Nadja Applefields
Volume 1
Imavision Distribution / Toei Animation

Réalisateur: Takuya Igarashi
Année: 2003
Classification: G (QC)
Durée: 600 minutes
Ratio: 1.33:1
Anamorphique: Non
Langue: Français (DDST)
Sous-titres:
Nombre de chapitres:
Nombre de disques: 4 (DVD-9)

Ce DVD est disponible chez: Amazon.ca

Selon Martin Gignac
4 novembre 2007

Dans la veine de Candy et de Sailor Moon, des dessins animés japonais conçus principalement pour les filles (mais qui peuvent plaire aux garçons), place à la série télévisée "Nadja Applefieds" dont les 26 premiers épisodes arrivent doublés en français par l'entremise d'Imavision.

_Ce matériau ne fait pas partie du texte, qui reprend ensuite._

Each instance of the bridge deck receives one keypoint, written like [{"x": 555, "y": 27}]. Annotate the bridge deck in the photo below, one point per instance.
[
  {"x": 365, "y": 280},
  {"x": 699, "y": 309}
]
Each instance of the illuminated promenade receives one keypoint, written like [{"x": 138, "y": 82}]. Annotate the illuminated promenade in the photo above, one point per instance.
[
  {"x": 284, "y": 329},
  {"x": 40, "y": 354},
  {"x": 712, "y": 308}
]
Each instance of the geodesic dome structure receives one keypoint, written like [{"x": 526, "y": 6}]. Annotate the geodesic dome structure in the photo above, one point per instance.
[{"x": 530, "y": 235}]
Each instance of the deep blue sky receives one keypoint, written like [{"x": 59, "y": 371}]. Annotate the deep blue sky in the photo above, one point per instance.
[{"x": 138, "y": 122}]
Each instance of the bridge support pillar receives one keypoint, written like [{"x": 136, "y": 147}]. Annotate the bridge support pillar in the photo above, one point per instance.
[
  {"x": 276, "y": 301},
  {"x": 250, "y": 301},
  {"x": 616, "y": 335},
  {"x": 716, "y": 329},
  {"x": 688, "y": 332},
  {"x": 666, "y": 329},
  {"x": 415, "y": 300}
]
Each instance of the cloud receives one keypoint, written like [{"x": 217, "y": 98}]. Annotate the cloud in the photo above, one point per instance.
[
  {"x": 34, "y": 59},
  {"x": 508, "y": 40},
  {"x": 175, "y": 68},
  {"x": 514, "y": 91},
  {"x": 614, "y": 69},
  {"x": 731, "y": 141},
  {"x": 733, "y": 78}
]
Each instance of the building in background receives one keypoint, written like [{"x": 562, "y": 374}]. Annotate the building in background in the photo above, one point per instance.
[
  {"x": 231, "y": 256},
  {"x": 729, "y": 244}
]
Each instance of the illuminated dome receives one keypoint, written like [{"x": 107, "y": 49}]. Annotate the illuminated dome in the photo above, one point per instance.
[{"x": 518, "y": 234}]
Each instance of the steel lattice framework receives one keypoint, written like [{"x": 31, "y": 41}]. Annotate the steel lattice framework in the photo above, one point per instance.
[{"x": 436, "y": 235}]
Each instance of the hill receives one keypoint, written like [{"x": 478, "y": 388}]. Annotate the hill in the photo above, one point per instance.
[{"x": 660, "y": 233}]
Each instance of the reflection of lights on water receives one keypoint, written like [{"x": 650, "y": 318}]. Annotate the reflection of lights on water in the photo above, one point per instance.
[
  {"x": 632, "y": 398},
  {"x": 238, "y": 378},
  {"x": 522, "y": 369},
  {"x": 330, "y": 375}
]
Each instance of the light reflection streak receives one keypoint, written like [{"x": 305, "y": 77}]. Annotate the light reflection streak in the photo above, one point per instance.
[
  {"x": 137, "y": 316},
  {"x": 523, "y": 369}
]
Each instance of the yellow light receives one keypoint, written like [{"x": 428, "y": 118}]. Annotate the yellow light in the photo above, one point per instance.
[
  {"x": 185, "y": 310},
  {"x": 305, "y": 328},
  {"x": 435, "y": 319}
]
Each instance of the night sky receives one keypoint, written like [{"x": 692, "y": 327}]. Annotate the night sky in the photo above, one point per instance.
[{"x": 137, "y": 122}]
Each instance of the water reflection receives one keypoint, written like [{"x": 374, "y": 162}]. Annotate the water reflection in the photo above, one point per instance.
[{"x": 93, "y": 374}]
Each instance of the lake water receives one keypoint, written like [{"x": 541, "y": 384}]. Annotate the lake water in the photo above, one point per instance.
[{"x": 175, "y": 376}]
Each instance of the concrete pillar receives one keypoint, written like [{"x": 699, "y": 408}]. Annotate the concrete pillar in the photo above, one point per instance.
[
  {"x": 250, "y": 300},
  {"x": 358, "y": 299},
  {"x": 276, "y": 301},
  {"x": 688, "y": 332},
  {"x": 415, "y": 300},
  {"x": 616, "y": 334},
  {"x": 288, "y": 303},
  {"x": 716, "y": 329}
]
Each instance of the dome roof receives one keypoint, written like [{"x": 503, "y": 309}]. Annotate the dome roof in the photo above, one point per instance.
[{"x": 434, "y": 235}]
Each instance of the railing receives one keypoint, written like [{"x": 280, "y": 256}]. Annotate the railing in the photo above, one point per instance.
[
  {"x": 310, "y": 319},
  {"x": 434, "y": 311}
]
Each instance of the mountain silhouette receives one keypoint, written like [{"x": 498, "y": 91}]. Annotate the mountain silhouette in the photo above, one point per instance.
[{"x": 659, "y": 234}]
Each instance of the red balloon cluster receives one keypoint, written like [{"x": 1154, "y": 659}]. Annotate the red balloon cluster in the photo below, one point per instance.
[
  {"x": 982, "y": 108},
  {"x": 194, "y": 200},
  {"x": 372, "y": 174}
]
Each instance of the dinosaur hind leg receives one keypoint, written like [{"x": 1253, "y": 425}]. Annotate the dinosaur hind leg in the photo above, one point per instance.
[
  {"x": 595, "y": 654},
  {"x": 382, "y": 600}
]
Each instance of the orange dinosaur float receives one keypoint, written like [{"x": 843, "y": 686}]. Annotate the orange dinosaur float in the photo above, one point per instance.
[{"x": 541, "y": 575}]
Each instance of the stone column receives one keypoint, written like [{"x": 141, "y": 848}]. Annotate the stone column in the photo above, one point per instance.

Depuis sa tendre enfance, Nadja habite à l'orphelinat d'Apple Fields. Persuadée que ses parents sont morts, elle tombe des nues lorsqu'on lui remet une broche, un journal intime et une robe de bal ayant appartenues à sa mère. Prenant son courage à deux mains, elle décide de traverser l'Europe en ce début de 20e siècle pour la retrouver. Même si de sombres individus sont à sa poursuite, elle est aidée par de nombreuses personnes et principalement par une troupe de cirque dont elle deviendra rapidement sa danseuse vedette. Sur sa route, les rencontres se multiplieront, l'amour cognera peut-être à la porte par le beau François et elle devra même élucider pourquoi un individu prénommé la Rose Noir vole les riches pour distribuer aux pauvres...

Cette nouvelle série créée en 2003 porte la marque de son réalisateur Takuya Igarashi, qui a déjà travaillé en trio ou en duo sur de multiples épisodes de Sailor Moon et de Magical Dorémi. Cette fois, il est seul... et ça ne parait presque pas tant la machine est bien rôdée. L'histoire, sans être particulièrement originale, offre beaucoup d'humour et de fantaisie, ce qui donne l'évasion souhaitée aux spectateurs. Même si la prémisse pourrait rappeler celle du mémorable Rémi sans famille, le traitement est beaucoup moins triste et dramatique. Les voyages de Nadja l'aideront à devenir une meilleure personne et ils renseigneront le spectateur sur le temps passé. Bien entendu, la douzaine de personnages présents sont généralement attendrissants et très mignons, mentions spéciales aux gentils animaux qui répondent aux doux noms de Vanille et de Chocolat. Et les thèmes, très nombreux, explorent autant l'histoire de la mythologie égyptienne que les luttes de classes entre les nobles et le peuple.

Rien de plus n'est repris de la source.